A review of wireless channel estimation techniques: challenges and solutions Online publication date: Mon, 24-Oct-2022
by M.N. Drakshayini; Manjunath R. Kounte
International Journal of Wireless and Mobile Computing (IJWMC), Vol. 23, No. 2, 2022
Abstract: In wireless communication, the transmitted signal is subjected to distortion, noise, frequency shift, non-linear attenuation, fading, and so on due to the inherent nature of the physical characteristics of the channel. To compensate for these impairments, efficient and accurate Channel Estimation is an imperative requirement. In this review, Channel Estimation techniques available in the literature are selectively identified, analysed and evaluated.

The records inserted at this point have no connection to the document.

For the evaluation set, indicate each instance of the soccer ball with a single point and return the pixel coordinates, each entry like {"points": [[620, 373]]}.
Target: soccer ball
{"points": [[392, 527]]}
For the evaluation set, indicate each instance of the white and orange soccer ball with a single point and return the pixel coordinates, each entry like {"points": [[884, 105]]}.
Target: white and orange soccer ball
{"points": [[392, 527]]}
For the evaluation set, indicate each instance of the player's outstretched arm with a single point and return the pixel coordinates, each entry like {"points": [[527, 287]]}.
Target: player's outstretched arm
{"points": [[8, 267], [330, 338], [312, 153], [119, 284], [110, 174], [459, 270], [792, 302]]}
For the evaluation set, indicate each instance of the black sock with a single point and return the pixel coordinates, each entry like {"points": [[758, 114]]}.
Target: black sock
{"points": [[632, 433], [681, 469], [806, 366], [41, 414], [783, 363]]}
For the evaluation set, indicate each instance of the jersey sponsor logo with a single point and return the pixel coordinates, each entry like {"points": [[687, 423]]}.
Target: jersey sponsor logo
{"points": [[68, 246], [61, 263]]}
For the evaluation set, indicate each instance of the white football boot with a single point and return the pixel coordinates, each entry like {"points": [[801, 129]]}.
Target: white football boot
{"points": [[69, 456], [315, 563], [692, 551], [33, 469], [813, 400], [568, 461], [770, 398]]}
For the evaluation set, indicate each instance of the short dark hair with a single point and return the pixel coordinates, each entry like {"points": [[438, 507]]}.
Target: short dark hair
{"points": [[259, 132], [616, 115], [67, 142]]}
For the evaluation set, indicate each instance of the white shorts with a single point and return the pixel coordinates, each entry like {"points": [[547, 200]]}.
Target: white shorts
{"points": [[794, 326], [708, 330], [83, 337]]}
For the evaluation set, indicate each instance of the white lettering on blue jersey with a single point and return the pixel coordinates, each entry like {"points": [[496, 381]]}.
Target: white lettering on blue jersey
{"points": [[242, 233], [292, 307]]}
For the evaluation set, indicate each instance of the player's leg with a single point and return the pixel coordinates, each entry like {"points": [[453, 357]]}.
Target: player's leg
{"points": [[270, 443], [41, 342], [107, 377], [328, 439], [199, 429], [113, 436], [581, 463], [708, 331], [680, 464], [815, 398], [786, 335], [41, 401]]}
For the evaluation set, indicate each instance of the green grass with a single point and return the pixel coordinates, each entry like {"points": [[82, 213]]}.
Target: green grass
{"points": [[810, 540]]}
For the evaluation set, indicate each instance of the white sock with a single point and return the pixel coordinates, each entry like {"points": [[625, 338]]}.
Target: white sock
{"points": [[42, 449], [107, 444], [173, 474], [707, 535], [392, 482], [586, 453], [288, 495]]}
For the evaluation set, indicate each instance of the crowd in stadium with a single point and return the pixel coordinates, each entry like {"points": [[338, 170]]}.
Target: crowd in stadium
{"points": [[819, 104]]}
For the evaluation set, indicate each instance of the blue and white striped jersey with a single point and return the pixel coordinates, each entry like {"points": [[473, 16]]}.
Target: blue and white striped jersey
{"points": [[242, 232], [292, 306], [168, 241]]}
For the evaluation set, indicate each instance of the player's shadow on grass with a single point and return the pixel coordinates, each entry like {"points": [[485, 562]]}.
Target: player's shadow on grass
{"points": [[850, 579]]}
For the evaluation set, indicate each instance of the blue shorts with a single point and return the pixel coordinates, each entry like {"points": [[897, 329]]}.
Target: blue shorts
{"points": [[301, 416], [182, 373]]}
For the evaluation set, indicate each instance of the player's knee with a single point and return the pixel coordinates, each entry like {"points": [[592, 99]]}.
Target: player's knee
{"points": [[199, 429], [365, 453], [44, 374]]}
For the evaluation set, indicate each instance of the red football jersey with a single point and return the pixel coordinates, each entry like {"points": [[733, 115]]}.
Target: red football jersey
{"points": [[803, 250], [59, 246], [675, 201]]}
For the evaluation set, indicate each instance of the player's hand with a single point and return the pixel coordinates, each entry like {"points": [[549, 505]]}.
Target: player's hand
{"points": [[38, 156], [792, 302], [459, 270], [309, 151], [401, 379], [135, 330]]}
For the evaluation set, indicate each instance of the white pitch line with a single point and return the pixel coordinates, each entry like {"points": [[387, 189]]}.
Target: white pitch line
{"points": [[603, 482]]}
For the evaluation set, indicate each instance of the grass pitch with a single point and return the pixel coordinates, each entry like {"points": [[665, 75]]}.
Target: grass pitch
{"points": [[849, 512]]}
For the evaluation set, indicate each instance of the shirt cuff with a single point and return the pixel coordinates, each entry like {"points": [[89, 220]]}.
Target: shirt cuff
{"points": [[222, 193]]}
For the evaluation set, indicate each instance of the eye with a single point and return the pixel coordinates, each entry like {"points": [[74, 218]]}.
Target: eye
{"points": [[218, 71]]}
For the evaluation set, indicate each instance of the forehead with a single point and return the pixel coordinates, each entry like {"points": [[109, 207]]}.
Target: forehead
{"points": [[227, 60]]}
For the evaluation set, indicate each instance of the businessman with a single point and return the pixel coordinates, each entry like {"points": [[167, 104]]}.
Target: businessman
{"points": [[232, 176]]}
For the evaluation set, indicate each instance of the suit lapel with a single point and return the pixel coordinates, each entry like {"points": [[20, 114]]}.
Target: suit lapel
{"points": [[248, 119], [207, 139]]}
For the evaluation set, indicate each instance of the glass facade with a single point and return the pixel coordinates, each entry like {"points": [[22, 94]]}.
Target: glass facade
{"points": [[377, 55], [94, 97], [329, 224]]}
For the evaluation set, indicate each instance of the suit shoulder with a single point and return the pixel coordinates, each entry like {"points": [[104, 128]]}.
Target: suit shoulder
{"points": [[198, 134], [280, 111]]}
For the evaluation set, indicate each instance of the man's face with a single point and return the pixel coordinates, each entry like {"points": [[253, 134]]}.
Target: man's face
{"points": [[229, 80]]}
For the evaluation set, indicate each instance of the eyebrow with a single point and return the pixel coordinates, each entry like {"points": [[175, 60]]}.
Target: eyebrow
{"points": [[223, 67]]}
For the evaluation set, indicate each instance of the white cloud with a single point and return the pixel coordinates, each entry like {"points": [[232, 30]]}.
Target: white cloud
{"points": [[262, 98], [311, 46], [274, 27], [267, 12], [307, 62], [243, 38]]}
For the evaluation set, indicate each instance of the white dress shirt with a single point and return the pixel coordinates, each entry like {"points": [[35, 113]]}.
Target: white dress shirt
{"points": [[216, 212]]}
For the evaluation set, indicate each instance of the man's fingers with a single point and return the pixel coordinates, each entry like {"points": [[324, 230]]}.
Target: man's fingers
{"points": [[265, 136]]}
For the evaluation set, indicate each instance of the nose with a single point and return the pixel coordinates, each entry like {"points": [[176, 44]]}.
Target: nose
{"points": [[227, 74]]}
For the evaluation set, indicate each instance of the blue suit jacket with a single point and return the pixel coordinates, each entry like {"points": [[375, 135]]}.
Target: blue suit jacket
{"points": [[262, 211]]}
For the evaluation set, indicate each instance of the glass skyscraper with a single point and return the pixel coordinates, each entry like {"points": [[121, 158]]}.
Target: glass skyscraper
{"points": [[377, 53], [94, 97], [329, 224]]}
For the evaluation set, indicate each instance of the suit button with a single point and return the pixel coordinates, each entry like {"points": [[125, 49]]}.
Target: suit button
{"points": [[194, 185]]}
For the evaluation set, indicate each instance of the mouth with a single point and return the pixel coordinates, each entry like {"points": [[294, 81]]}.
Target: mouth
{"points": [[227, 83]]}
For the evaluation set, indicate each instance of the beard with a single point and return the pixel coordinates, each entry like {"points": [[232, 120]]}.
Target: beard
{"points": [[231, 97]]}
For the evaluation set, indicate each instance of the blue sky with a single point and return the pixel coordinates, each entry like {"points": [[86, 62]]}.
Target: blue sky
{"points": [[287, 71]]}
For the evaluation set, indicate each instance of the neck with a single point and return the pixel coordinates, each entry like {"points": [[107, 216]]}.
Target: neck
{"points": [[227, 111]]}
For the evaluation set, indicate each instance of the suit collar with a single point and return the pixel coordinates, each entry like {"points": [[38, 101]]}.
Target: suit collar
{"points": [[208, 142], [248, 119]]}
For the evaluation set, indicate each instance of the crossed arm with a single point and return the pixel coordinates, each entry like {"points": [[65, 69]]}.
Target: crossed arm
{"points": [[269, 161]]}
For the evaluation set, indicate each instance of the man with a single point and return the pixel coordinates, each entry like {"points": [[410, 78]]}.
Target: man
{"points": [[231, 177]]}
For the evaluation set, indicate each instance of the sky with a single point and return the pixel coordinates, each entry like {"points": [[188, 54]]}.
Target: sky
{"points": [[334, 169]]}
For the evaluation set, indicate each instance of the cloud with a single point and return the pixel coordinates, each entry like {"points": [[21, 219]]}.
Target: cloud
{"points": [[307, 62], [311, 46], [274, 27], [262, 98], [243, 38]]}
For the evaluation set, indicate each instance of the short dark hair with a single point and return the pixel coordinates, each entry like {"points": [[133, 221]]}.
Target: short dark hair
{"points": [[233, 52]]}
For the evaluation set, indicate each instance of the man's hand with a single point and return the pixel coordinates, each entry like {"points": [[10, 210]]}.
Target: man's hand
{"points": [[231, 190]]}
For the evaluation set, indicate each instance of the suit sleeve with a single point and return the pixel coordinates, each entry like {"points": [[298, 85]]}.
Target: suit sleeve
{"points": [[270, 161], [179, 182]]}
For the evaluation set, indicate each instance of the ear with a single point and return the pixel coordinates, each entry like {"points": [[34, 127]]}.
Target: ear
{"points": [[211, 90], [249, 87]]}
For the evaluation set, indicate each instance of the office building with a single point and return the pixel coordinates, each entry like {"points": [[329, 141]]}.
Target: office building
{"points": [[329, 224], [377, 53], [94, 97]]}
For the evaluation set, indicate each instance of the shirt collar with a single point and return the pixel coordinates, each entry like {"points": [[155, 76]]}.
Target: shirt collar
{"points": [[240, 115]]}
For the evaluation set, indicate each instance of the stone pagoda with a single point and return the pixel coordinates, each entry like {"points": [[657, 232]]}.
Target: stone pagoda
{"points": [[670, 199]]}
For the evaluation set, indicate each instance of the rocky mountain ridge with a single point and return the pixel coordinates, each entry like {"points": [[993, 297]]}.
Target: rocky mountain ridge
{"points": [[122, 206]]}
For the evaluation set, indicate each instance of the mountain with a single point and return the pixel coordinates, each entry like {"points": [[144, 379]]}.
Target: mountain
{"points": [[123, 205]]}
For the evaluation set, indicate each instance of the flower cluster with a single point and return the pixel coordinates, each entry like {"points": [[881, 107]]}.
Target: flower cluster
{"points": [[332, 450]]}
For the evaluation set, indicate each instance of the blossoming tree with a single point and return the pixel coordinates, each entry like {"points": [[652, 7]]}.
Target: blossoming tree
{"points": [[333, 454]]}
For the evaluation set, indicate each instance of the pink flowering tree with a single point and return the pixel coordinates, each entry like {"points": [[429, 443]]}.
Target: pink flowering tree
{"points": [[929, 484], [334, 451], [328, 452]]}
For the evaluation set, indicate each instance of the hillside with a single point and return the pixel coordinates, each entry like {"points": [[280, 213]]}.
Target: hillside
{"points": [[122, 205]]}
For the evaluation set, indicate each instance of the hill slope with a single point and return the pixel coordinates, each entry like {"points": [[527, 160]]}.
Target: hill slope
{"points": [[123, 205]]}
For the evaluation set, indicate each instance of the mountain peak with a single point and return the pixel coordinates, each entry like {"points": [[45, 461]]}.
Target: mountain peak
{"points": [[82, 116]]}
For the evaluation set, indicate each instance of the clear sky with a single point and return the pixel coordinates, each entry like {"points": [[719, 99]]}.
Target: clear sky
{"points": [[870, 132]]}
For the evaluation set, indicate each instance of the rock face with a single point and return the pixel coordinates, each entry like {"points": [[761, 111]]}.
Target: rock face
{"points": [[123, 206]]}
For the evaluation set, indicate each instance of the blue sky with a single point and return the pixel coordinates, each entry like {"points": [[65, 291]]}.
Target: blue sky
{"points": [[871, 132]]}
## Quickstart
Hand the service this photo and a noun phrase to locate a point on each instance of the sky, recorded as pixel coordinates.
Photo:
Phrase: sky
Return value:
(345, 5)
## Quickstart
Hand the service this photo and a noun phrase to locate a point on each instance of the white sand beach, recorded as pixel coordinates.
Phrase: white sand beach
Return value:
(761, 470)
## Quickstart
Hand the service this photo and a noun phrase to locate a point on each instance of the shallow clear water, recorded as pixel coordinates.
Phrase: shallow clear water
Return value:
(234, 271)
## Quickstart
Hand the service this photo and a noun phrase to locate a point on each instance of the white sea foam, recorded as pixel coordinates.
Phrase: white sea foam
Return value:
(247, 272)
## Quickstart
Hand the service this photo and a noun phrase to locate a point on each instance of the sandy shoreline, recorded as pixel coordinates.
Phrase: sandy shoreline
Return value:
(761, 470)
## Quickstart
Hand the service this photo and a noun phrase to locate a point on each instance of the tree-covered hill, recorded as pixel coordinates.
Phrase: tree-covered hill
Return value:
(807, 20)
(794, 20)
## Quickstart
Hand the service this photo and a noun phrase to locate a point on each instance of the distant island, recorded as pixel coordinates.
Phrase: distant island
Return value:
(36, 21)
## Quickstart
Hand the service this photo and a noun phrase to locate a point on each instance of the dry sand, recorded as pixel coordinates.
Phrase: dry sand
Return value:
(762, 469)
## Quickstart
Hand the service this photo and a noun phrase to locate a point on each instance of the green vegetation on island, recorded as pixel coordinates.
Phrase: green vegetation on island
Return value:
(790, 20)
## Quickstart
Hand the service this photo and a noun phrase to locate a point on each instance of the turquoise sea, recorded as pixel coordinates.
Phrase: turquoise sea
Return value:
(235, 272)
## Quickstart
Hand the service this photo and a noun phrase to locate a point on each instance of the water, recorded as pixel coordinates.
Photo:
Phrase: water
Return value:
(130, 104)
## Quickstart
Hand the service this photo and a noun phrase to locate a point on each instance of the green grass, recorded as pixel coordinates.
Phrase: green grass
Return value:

Channel Estimation methods can be broadly classified into two major divisions as 'Model-Based' and 'Deep Learning-Based'. Model-Based methods strive for block-wise optimisation. On the contrary Deep Learning-Based methods provide end-to-end optimisation irrespective of variations in the channel characteristics. The main objective is to reduce the computational overhead while improving the accuracy of the Channel Estimation under a diverse transmission and propagation environment. In this paper, we review the contributions of various authors in dealing with Channel Estimation for the application of Deep Learning techniques in Channel Estimation.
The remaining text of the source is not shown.